Custodia-Admin

Posted on Mar 6 • Edited on Mar 25 • Originally published at pagebolt.dev

Generate 1,000 Website Screenshots 10x Faster Than Puppeteer

#puppeteer #webdev #automation #devtools

Generate 1,000 Website Screenshots 10x Faster Than Puppeteer

You need to screenshot 1,000 websites. Quality assurance team. Website monitoring. Visual regression testing. Design snapshots for a marketplace.

So you write a Puppeteer script. Spin up a Node process. Iterate through your URL list. Capture. Save. Next URL.

If you're doing this on one machine, 1,000 screenshots takes 20–30 minutes. You're limited by local Chromium resource contention.

There's a faster way. And it doesn't require managing browser infrastructure.

Why Puppeteer Gets Slow for Bulk Screenshots

Puppeteer is designed for reliability and DOM manipulation, not bulk-parallel execution. When you're screenshotting 1,000 URLs:

Chromium overhead: One browser instance processes URLs sequentially. Initialization is amortized, but each navigation has latency (DNS, TLS, page load, render).
Single-machine bottleneck: You can spawn multiple processes, but you quickly hit CPU/memory limits. Running 10 parallel Chromium instances on a standard server exhausts resources.
Resource contention: Screenshot capture, file I/O, and network requests all compete for the same machine's hardware.
Retry logic: Failed screenshots require re-running. Timeouts add up.

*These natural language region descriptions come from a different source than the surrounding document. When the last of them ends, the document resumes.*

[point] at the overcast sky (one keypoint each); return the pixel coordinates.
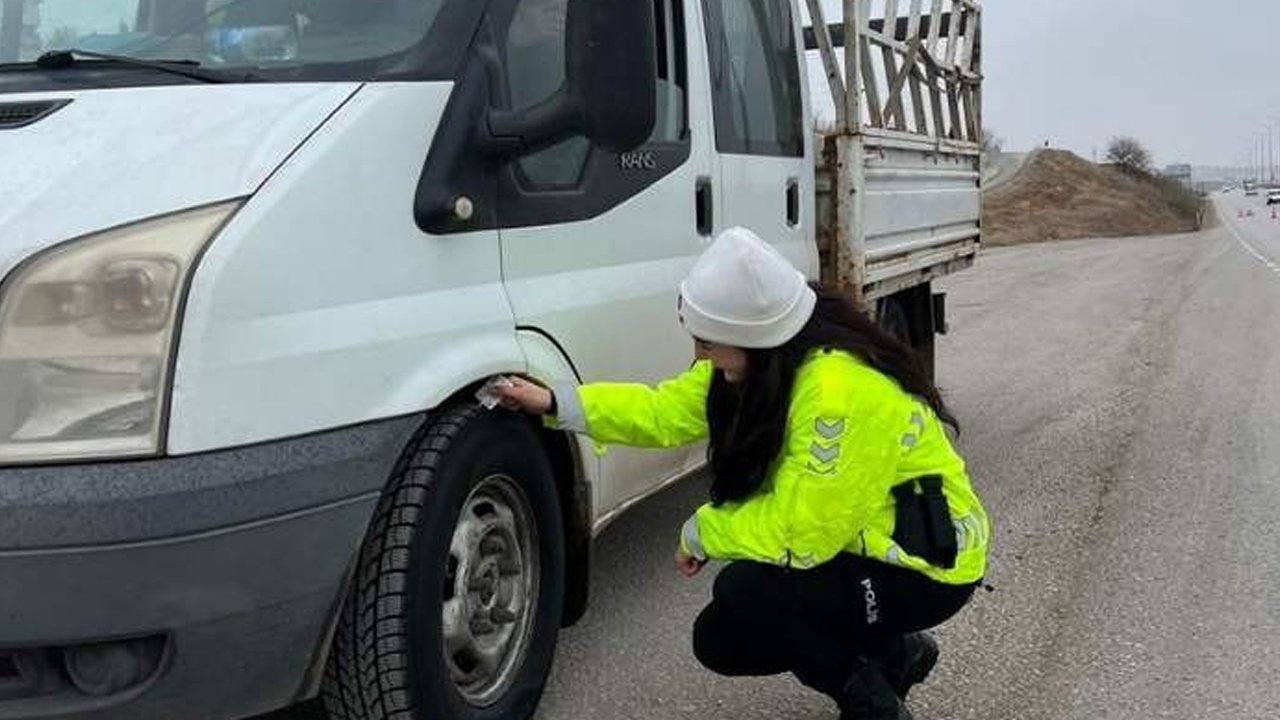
(1193, 80)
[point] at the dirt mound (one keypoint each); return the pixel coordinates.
(1057, 196)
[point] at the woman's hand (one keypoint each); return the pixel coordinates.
(686, 564)
(524, 395)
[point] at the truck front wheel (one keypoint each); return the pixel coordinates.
(455, 606)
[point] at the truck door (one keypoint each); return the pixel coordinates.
(762, 140)
(594, 244)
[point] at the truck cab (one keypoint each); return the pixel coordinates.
(256, 258)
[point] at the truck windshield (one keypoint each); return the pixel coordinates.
(218, 33)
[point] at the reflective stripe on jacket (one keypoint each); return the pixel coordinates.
(851, 434)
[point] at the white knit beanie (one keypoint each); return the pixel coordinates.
(744, 294)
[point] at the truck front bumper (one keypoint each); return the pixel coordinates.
(182, 588)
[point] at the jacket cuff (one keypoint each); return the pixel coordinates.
(690, 541)
(568, 406)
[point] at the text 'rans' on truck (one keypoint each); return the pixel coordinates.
(257, 256)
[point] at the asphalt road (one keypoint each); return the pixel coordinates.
(1119, 401)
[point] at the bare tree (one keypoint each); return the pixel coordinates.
(1129, 155)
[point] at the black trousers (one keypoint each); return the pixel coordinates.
(818, 623)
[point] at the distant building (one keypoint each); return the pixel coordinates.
(1182, 173)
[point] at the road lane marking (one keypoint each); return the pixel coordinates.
(1252, 250)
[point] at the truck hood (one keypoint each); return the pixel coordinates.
(114, 156)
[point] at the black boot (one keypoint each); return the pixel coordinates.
(868, 696)
(909, 660)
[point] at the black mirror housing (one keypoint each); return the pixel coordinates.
(609, 90)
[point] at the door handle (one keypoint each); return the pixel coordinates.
(704, 208)
(792, 203)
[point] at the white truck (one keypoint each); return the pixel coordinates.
(257, 256)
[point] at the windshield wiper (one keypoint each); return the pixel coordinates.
(62, 59)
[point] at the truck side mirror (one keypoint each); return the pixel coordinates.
(609, 87)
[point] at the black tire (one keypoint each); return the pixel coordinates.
(462, 477)
(894, 318)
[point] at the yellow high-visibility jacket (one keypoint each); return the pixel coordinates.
(853, 433)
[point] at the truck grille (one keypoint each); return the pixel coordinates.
(21, 114)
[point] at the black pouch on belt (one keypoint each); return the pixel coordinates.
(922, 522)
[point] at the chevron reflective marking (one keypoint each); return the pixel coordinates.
(830, 431)
(824, 454)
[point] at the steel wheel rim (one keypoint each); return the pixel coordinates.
(490, 589)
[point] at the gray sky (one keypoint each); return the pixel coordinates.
(1193, 80)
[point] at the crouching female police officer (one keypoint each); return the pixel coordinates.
(835, 492)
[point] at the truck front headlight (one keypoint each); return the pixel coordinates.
(86, 338)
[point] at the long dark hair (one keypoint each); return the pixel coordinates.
(746, 420)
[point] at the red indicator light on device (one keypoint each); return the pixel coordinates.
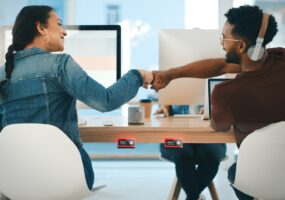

The math: 1,000 URLs × 3 seconds per screenshot (avg) = 50 minutes if serial. Even with 4 parallel processes, you're looking at 15–20 minutes and significant infrastructure.

The PageBolt Approach: Cloud-Hosted, Parallel, Simple

PageBolt's screenshot API works differently:

Cloud execution: No local Chromium. Just send URLs to the API.
Automatic parallelization: Cloud infrastructure handles 100+ concurrent requests.
No infrastructure management: No Chromium versions to manage, no memory limits to hit.
Simple SDK: One-liner per screenshot. No browser lifecycle management.

Result: 1,000 screenshots in 2–3 minutes (depending on page load times), not 15–30 minutes.

Practical Example: Bulk Screenshots with Puppeteer

Here's the Puppeteer approach (slow, infrastructure-heavy):

import asyncio
from playwright.async_api import async_playwright
import time

async def screenshot_bulk_puppeteer(urls):
    """
    Screenshot 1,000 URLs using Puppeteer/Playwright.
    Manage browser instances, handle retries, save files locally.
    """
    async with async_playwright() as p:
        # Spawn 4 browser instances for parallelization
        browsers = []
        for _ in range(4):
            browser = await p.chromium.launch(headless=True)
            browsers.append(browser)

        pages_per_browser = len(urls) // len(browsers)
        tasks = []

        start = time.time()

        for browser_idx, browser in enumerate(browsers):
            for url_idx in range(pages_per_browser):
                url = urls[browser_idx * pages_per_browser + url_idx]
                tasks.append(
                    screenshot_url(browser, url, browser_idx, url_idx)
                )

        # Execute all tasks
        results = await asyncio.gather(*tasks, return_exceptions=True)

        # Close browsers
        for browser in browsers:
            await browser.close()

        elapsed = time.time() - start
        print(f"Completed {len(urls)} screenshots in {elapsed:.1f}s")
        return results

async def screenshot_url(browser, url, browser_idx, url_idx):
    """Screenshot one URL with error handling."""
    try:
        page = await browser.new_page()
        await page.set_viewport_size({"width": 1280, "height": 720})
        await page.goto(url, timeout=10000)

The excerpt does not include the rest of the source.